The study found that a significantly higher proportion of patients taking the drug, cyclophosphamide, showed improvement in lung function compared with those taking a placebo. Patients taking the drug also had significant reductions in breathlessness and reported feeling more energetic and in better health.
"Until now, there has been no proven therapy for scleroderma, and 60-70% of patients die within 10 years," said Donald Tashkin, M.D., Professor of Medicine at the David Geffen School of Medicine at the University of California, Los Angeles, one of the authors of the new study on the drug.
Although previous studies have suggested that cyclophosphamide may benefit people suffering from scleroderma, this study, known as the Scleroderma Lung Study, is the first large, randomized, controlled trial to study the drug's effectiveness against scleroderma lung disease. The study, sponsored by the National Institutes of Health, was conducted at 13 centers throughout the United States.

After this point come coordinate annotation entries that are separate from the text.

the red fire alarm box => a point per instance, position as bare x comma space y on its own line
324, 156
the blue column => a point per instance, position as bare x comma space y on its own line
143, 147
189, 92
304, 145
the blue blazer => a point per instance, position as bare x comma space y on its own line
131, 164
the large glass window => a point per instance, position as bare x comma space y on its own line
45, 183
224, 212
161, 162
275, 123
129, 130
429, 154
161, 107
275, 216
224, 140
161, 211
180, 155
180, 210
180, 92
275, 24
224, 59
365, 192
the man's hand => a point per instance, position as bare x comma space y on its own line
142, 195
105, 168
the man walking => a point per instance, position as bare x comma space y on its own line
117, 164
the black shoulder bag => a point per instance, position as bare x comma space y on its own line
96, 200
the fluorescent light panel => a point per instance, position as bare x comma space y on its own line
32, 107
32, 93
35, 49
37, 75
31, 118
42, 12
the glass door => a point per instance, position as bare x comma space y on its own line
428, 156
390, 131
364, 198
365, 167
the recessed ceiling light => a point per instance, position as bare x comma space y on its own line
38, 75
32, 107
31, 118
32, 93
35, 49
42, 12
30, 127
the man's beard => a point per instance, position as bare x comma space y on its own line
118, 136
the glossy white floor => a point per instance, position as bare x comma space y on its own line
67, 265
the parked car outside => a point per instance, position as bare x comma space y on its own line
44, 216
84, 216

Scleroderma is a progressive disease that leads to the hardening and tightening of the skin and connective tissues-the fibers that provide the framework and support for the body. The disease can affect the blood vessels and internal organs, and about 80% of patients also have a problem with their lungs that leads to scarring (fibrosis). This scarring is caused by inflammation, in which an abnormal number of white blood cells accumulate in the lungs. The inflammation and scarring make breathing more difficult. More than half of scleroderma deaths are due to lung-related problems, Dr. Tashkin said.

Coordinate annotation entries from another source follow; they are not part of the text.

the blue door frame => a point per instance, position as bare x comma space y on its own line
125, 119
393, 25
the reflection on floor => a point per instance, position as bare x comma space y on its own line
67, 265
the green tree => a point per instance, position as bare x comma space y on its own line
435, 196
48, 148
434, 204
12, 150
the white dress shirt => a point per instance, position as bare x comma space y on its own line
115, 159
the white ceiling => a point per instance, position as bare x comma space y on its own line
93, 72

About 150,000 Americans have scleroderma. Three to four times more women than men develop scleroderma. While it can develop at any age, it most commonly begins between the ages of 25 to 55, according to the Scleroderma Foundation. The cause of scleroderma is still unknown.
Cyclophosphamide is sometimes used as a treatment for leukemia, lymphoma and other types of cancer. The study included 162 patients whose scleroderma had caused significant impairment of their lung function as well as shortness of breath. Patients had scleroderma for an average of three years before entering the study. The patients were only admitted to the study if testing showed they had active inflammation in the lung, since these patients were most likely to respond to an anti-inflammatory drug.
The patients were divided into two groups: one half received cyclophosphamide for a year and the other half received a placebo. Dr. Tashkin noted that the lung function of 5 patients receiving placebo dropped so much during the course of the study that they started receiving cyclophosphamide instead.
The study found that a significantly higher proportion of patients on cyclophosphamide showed improvement in lung function compared with those taking the placebo. Patients taking the drug also had significantly more improvement and significantly less worsening of breathlessness than those in the placebo group.
Patients taking cyclophosphamide also reported better functional ability than the placebo group; and they reported having more energy and pep while taking the drug.
The researchers reported more serious adverse events in the cyclophosphamide group compared with the placebo group, such as five cases of pneumonia in the treatment group compared with one in the placebo group. The number of deaths in each group was the same-2 patients each. "Nobody died of toxicity from the drug," Dr. Tashkin said. "We know cyclophosphamide has toxic effects, but you have to balance the efficacy of the drug against its toxicity. It's a desperate disease, and nothing else has proven effective. We feel the benefits outweigh the risks."
Next, Dr. Tashkin and his co-investigators hope to study a combination of cyclophosphamide and another drug that will fight the effects of scleroderma's lung scarring. "We found favorable effects with cyclophosphamide, but we want to do better," he said.